The King is the sovereign of several realms, and by convention takes the advice of his several prime ministers. The prime ministers therefore ought to ensure that their advice does not conflict, or cause discomfort for the King in his other realms.
Sir Keir Starmer failed precisely in that when he ostentatiously and obsequiously brandished an invitation to President Donald Trump from King Charles for a second state visit. Sir Keir should not have advised the King to invite Trump for a second state visit, contrary to precedent, on the simple grounds that surely Trump did not merit an honour not even granted to Ronald Reagan in the high affection of the Thatcher premiership. The manner of the invitation, delivered like a grand prize on a television game show, was exceedingly vulgar, perhaps calculated as such; it brought evident delight to the vulgarian to whom it was addressed.
Apart from the personal abnegation of Sir Keir, adopting the posture of the class nerd meekly offering his lunch money to the schoolyard bully, the first minister of the United Kingdom should have never involved the King in appeasing Trump at the very moment that the American president was declaring that Canada, one of the King’s realms, was not “a real country.” We do not know if the King’s first minister for Canada, then Justin Trudeau, was consulted, or what advice he offered. The upshot was that King Charles was let down by both Sir Keir and Trudeau, who should never have put the sovereign in between the interests of two sovereign nations.
National Post readers likely remember better than most the fiasco that ensued when Her Late Majesty Elizabeth II, upon the advice of former British Prime Minister Tony Blair, was set to award a peerage to Conrad Black, our founding proprietor. Then-Prime Minister Jean Chrétien objected to Black’s appointment to the House of Lords, and so advised the Queen not to proceed. Lord Black, as he eventually became, graciously withdrew to prevent the sovereign having to choose between her prime ministers. The matter was (unpleasantly) worked out by Black giving up his Canadian citizenship (which he subsequently resumed), in effect removing one first minister from the advice-giving.
That was Chrétien indulging personal pique against the National Post’s reportage. This is far more serious, with Sir Keir having asked the King of Canada to potentially undermine the foreign relations and economic prosperity of Canada itself, in effect sacrificing Canada’s good for the (apparent) good of the United Kingdom.

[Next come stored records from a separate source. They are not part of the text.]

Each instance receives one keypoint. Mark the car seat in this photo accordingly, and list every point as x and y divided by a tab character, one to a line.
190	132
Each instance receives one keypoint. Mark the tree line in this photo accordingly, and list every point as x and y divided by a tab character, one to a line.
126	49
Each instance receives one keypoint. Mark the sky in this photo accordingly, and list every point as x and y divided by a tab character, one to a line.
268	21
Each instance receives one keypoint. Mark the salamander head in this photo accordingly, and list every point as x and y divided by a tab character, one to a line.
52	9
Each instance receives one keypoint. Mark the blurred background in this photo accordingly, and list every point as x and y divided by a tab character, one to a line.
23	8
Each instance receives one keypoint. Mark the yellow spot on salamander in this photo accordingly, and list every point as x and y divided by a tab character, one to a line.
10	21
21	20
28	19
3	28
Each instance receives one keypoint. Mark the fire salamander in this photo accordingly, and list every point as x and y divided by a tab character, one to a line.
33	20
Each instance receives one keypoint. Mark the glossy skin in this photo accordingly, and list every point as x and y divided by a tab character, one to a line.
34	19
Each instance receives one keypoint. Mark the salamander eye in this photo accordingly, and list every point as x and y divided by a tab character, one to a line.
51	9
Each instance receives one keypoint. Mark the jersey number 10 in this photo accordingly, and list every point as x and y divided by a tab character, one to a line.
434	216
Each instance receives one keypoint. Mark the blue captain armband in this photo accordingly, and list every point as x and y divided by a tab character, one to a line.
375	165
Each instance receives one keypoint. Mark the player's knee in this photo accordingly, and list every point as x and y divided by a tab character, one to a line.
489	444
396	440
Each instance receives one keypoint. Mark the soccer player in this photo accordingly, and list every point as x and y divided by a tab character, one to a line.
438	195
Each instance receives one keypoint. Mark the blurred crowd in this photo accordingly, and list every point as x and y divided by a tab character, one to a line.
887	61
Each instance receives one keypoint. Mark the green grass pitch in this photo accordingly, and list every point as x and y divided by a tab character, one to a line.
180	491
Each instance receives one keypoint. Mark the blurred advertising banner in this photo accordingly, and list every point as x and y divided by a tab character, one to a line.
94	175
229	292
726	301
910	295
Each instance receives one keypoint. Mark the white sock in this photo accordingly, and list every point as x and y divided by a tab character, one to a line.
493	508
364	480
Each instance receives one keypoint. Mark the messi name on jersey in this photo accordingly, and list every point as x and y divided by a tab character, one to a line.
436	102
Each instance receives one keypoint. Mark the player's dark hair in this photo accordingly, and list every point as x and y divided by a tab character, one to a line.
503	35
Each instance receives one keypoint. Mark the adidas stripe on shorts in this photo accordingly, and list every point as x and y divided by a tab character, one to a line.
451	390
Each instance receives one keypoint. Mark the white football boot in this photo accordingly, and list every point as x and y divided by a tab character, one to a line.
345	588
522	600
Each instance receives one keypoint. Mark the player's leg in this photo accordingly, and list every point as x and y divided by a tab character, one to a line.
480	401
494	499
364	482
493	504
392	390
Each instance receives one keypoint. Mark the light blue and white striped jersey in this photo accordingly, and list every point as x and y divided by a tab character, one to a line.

How then to repair the damage? Prime Minister Mark Carney’s solution was both elegant and effective; instead of using the King as a shiny new toy for Baby Trump — as he was depicted in the giant balloon that bobbed over protests in London and will return for the second state visit — Carney asked the King to be more, not less, kingly. He advised the King to come to Canada do the most kingly thing of all, to open Parliament.
Queen Elizabeth only read the Speech from the Throne twice, and the second time was honorific, to celebrate her Silver Jubilee in 1977. Parliament was prorogued one day, only to be opened in a new session the next to afford the Queen the opportunity to read the throne speech. Only in 1957, with that stalwart monarchist John Diefenbaker in office, did the Queen open an entirely new Parliament — then on her first visit to Canada as sovereign. It was a triumph then and it will be another triumph now, in more urgent circumstances.